Se pone mejor. Los escasos y decadentes servicios sociales, como guarderías públicas, sacan provecho de los roles sociales de género, desincentivan a las mujeres a trabajar fuera del hogar y promueven la maternidad. Después, por no ser considerada una actividad productiva, el trabajo doméstico les niega el goce de derechos sociales, a los que solo pueden acceder por su relación marital con un hombre afiliado, o buscando un empleo en el masculino mundo del trabajo asalariado, en el país con la peor brecha salarial de género en América Latina. La vida pública se interrelaciona con la privada y, en el núcleo familiar, muchas personas dependen últimamente del trabajo mal remunerado de las mujeres.
Los problemas empiezan en el paraíso cuando, en tiempos de pandemia, el gobierno de México urge a la población a parar labores y quedarse en su casa. Por desgracia, el estómago no sabe de virus y tiene la necia costumbre de pedir alimento tres veces por día. Son 40 millones de trabajadores y trabajadoras mexicanas, formales e informales, las que se verán afectadas económicamente por la crisis sanitaria y la imperiosa necesidad de guardarse. 40 millones de personas que necesitan que la deshilada red del Estado desmantelado las atrape.

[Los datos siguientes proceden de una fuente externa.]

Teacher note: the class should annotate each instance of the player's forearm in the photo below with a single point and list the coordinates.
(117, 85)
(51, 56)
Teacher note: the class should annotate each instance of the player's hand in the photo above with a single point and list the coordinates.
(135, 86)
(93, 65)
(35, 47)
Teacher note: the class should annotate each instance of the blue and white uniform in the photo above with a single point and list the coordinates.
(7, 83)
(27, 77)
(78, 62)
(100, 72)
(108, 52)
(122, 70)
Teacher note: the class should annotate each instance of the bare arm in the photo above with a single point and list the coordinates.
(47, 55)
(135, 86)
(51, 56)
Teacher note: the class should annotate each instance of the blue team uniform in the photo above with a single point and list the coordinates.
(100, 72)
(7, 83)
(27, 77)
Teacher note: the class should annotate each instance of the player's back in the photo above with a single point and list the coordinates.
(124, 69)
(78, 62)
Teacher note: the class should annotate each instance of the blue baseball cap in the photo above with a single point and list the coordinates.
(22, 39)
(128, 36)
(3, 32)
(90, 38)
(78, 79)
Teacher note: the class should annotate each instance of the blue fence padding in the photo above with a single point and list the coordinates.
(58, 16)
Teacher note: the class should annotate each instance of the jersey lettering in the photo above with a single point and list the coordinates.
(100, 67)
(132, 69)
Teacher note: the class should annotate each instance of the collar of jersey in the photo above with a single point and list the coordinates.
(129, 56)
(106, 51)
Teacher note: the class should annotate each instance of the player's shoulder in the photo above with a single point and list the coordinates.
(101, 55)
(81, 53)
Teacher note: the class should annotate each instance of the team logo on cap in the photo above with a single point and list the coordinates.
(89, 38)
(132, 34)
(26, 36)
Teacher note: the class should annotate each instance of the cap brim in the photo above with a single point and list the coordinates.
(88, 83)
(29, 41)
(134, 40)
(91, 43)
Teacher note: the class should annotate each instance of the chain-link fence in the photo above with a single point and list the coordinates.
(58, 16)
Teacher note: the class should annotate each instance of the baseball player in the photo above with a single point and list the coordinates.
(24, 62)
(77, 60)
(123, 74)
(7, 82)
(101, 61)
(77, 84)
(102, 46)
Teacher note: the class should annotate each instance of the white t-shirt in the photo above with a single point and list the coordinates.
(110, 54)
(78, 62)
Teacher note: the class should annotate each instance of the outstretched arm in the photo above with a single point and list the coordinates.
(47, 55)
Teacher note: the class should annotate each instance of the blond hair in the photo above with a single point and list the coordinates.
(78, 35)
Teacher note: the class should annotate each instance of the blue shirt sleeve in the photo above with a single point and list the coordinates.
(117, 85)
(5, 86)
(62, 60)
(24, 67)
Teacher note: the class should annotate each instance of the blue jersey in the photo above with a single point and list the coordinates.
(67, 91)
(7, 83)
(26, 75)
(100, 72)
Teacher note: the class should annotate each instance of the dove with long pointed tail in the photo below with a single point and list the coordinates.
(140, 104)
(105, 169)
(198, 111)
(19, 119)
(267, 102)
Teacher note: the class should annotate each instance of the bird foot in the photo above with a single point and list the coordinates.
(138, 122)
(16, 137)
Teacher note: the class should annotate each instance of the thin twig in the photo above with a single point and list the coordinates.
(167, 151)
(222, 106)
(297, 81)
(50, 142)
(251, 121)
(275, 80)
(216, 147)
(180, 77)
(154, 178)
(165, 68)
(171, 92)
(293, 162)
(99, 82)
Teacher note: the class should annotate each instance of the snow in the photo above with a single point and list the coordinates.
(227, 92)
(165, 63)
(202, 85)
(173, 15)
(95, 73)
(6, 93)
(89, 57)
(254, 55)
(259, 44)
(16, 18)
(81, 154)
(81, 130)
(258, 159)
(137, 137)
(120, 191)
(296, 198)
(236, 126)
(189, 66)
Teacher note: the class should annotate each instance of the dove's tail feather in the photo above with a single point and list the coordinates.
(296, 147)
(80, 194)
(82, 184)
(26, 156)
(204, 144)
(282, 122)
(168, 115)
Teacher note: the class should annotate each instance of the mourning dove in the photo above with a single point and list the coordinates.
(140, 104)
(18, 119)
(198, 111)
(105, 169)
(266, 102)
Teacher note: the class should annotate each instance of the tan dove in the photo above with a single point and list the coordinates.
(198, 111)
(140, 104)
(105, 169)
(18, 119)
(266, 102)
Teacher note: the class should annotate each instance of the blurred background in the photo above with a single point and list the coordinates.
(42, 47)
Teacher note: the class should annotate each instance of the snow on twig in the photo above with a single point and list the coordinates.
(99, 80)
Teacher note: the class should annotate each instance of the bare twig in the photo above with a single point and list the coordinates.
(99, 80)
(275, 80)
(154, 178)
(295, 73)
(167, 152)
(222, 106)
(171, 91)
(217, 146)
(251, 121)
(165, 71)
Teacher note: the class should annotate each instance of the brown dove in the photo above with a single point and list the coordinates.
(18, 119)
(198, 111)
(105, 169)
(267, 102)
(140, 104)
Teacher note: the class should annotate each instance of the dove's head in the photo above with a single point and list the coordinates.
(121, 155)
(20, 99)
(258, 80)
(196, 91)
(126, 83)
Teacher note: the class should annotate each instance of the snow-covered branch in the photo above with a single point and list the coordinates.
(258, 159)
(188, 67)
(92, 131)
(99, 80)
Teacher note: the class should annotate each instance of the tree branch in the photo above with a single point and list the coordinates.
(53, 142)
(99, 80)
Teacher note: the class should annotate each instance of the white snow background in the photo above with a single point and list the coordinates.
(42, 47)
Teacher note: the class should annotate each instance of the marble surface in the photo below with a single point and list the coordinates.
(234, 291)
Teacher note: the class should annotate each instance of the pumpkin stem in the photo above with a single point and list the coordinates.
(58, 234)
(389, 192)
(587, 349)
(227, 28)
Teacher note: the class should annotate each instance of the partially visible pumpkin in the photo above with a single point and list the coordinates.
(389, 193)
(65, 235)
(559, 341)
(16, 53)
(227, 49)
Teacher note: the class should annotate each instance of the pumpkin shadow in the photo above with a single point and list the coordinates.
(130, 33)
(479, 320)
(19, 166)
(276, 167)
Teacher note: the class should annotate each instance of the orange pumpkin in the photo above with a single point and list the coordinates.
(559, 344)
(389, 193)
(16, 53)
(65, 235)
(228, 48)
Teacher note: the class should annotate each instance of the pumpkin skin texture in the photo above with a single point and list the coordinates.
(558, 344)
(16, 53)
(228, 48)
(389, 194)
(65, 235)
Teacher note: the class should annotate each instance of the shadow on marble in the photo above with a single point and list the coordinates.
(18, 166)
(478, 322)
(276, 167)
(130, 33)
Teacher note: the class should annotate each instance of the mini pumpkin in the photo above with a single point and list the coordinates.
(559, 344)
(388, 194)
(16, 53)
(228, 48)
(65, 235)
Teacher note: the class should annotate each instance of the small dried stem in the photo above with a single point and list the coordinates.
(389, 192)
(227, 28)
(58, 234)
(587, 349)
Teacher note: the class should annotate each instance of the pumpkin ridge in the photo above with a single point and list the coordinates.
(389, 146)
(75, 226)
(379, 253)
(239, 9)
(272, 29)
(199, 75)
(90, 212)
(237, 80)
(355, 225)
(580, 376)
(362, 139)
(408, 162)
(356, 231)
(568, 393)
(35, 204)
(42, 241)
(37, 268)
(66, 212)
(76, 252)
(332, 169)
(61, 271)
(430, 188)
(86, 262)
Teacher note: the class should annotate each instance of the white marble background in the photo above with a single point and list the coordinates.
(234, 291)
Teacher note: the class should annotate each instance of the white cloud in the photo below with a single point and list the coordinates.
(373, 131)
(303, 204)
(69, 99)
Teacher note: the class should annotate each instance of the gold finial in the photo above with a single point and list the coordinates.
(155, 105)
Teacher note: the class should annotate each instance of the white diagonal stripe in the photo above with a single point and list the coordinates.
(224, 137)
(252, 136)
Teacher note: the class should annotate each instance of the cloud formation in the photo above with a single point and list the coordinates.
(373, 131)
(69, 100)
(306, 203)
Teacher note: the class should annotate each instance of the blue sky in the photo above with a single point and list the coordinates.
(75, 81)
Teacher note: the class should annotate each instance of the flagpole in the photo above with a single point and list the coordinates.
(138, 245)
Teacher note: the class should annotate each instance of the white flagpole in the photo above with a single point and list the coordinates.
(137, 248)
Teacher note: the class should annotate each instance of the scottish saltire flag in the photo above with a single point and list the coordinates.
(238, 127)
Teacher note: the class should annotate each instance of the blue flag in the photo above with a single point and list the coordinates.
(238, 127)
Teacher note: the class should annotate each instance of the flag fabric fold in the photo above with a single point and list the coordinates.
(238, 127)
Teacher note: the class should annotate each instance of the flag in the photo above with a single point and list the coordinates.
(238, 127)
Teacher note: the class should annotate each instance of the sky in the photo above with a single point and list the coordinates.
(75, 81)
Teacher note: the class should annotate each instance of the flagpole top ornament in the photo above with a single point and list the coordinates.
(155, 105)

Claro que en tiempos de crisis no hay sistema de salud público que aguante, así como no hay mercado que resista el paro indefinido de la fuerza de trabajo. La diferencia es que, en América Latina, se han empecinado en destruir al primero, mientras buscan fortalecer al segundo. Así, cuando en la época neoliberal el mercado falla, la gente necesita comer y el Estado embargado no se da abasto, la familia entra en escena. Y con ella, las millones de mujeres mexicanas a cargo del buen funcionamiento del entorno doméstico y todo lo que eso implica, incluyendo la sobre-explotación del rol femenino en labores ni remuneradas ni socialmente reconocidas y la brutal violencia intra-familiar de la que muchas son objeto. La ocasión se pinta perfecta para evidenciar las asimétricas formas en que hemos organizado los roles sociales de género y descubrir los abusos y ciclos de violencia doméstica de los que somos partícipes, para detenerlos.
Además, del sistema de seguridad social hay mucho que mejorar. Es imperante comenzar a socializar los costos de la familia por medio de un Estado de bienestar proveedor, que maximice las capacidades del individuo y le permita independizarse de su núcleo familiar. Hablamos de la loca idea de un Estado a cargo de suministrar servicios familiares de cuidado, que le permita a las mujeres salir del entorno doméstico; elegir, si así lo desean, un trabajo fuera de las cuatro paredes de su casa, y participar en la esfera pública de su sociedad, sin tener a su cargo una cantidad desproporcionada de labores en el hogar.
Hay mucho para pensar y repensarnos. Como personas, pero también como seres sociales inscritos en un sistema económico que no sirve. La economía mundial agoniza; pendía de un hilo desde antes de la crisis y solo ahora se deja ver en su podredumbre. Alicia Bárcena, secretaria ejecutiva de la CEPAL, ha declarado que la economía nacional corre el riesgo de una caída de hasta 4% y, pasada la pandemia, la pobreza podría alcanzar a 48% de la población del país. Ante eso, antes que repensar el sistema de salud pública y seguridad social, urge repensar el neoliberalismo, que en tiempos de crisis sanitaria es el más enfermo entre los enfermos. Sumergidos en el hoyo, ¿a cuenta de qué salen los gobiernos a pedir de nuestro esfuerzo y cooperación para revivirlo?